The federal agency, in a report Thursday, lowered its risk rating to moderate from strong, saying evidence of overvaluation has lessened.
CMHC said the most prevalent issues it has observed in the 15 markets monitored by the assessment are overbuilding and overvaluation, which occurs when house prices outpace economic fundamentals such as income and population growth.
Overbuilding is identified when the rental market vacancy rate or the number of newly built homes sitting on the market unsold become elevated.
CMHC first raised its overall risk rating for the national housing market to strong from moderate last October, citing growing evidence of overvaluation.
In total, CMHC says it has found strong evidence of problematic conditions in six of the 15 markets included in the report — Vancouver, Victoria, Saskatoon, Regina, Toronto and Hamilton.
Calgary, Edmonton, Winnipeg, Montreal and Quebec City show moderate evidence of such conditions, the agency said.
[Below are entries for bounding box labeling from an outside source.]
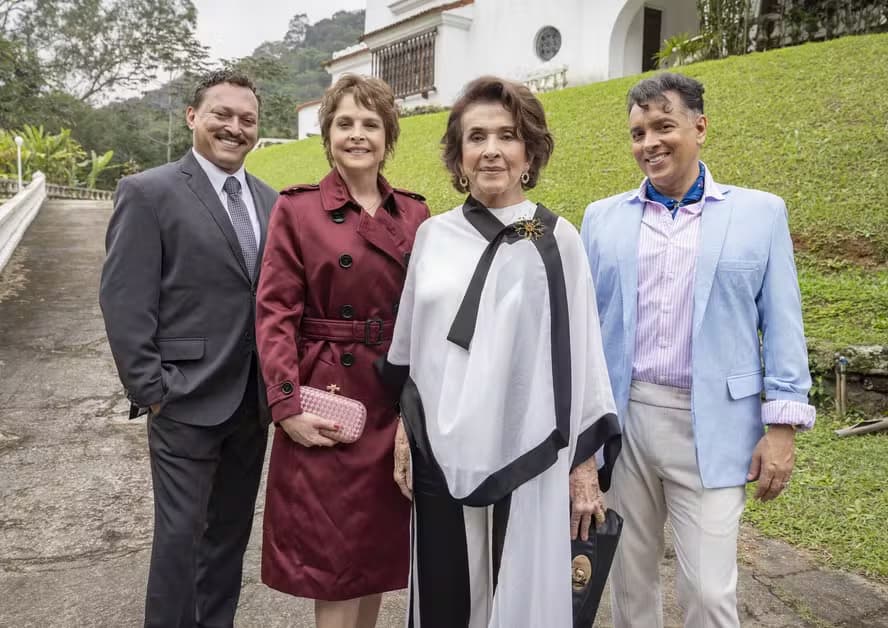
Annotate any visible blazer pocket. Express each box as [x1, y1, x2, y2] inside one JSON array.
[[718, 259, 759, 272], [728, 371, 763, 399], [155, 338, 207, 362]]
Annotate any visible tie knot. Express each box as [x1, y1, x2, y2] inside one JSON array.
[[222, 177, 240, 195]]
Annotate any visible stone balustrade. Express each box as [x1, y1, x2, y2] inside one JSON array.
[[524, 66, 567, 94], [0, 172, 48, 270]]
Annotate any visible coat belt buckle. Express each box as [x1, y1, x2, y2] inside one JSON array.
[[364, 318, 383, 346]]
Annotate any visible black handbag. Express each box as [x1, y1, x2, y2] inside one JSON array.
[[570, 509, 623, 628]]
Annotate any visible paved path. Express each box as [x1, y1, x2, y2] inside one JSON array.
[[0, 202, 888, 628]]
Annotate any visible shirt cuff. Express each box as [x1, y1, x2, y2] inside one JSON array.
[[762, 399, 817, 431]]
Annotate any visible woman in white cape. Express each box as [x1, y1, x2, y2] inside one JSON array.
[[382, 77, 620, 628]]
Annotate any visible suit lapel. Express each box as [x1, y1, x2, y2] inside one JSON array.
[[692, 199, 733, 338], [182, 151, 251, 280], [616, 200, 644, 340]]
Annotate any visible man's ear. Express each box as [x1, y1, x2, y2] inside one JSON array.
[[694, 113, 709, 146]]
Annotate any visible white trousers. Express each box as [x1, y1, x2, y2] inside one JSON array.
[[608, 381, 746, 628]]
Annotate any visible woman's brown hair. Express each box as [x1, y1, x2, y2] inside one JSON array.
[[441, 76, 555, 193], [318, 74, 401, 168]]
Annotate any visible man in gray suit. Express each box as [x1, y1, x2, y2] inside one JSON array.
[[100, 72, 277, 628]]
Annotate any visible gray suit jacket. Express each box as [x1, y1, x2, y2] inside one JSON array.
[[99, 150, 277, 426]]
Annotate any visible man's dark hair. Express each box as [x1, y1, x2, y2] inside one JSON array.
[[189, 70, 262, 109], [626, 72, 704, 114]]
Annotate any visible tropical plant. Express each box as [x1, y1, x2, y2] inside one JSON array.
[[654, 33, 713, 69], [77, 150, 114, 190], [0, 125, 119, 189]]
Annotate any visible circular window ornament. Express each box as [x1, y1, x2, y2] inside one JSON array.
[[535, 26, 561, 61]]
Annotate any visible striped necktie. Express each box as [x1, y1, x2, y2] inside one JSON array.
[[222, 177, 259, 277]]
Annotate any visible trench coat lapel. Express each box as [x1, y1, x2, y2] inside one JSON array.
[[358, 201, 407, 268]]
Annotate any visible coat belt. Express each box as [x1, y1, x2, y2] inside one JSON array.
[[300, 317, 395, 345]]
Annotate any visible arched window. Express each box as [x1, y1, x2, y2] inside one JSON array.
[[534, 26, 561, 61]]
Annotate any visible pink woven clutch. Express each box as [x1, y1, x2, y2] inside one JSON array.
[[299, 386, 367, 443]]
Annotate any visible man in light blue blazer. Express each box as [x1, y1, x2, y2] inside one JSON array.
[[582, 73, 815, 628]]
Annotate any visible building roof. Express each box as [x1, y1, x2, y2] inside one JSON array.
[[296, 98, 321, 111], [358, 0, 475, 43]]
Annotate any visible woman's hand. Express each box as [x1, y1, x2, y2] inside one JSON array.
[[279, 412, 339, 447], [394, 417, 413, 500], [570, 456, 605, 541]]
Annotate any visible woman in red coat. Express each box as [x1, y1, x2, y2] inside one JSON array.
[[256, 75, 429, 628]]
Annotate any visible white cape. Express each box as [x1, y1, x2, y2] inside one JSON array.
[[387, 201, 619, 628]]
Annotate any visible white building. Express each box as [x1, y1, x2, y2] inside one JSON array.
[[299, 0, 698, 138]]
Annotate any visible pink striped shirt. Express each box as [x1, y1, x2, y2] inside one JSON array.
[[632, 168, 724, 389], [632, 168, 816, 429]]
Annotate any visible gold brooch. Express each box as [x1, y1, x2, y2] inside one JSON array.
[[571, 554, 592, 591], [512, 218, 546, 240]]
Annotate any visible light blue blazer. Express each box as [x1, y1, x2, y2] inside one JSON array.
[[581, 177, 811, 488]]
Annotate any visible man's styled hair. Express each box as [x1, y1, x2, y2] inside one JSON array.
[[441, 76, 555, 193], [318, 73, 401, 170], [626, 72, 704, 114], [189, 70, 262, 109]]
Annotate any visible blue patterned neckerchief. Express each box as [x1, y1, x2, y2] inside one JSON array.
[[645, 162, 706, 219]]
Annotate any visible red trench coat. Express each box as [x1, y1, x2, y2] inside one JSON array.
[[256, 169, 429, 600]]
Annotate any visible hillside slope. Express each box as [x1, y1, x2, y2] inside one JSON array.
[[247, 34, 888, 344]]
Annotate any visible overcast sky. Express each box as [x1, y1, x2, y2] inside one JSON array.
[[194, 0, 365, 60]]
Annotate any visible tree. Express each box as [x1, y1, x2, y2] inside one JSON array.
[[284, 13, 309, 50], [11, 0, 207, 101]]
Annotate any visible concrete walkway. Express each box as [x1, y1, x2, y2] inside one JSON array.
[[0, 202, 888, 628]]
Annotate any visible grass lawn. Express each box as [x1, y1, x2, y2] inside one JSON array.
[[247, 34, 888, 581], [744, 412, 888, 583], [247, 34, 888, 346]]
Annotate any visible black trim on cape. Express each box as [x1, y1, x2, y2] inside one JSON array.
[[376, 196, 620, 507]]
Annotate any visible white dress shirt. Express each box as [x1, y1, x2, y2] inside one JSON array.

CMHC’s housing market assessment is intended to be an early warning system to alert Canadians about problematic conditions developing in the country’s real estate markets.
The report covers the third quarter of 2016, which spans July 1 to Sept. 30.
Since then, the federal government introduced new rules that require all insured mortgages to undergo a stress test to determine whether borrowers will still be able to make mortgage payments if interest rates rise or their income declines.
Previously, such stress tests weren’t required for fixed-rate mortgages longer than five years.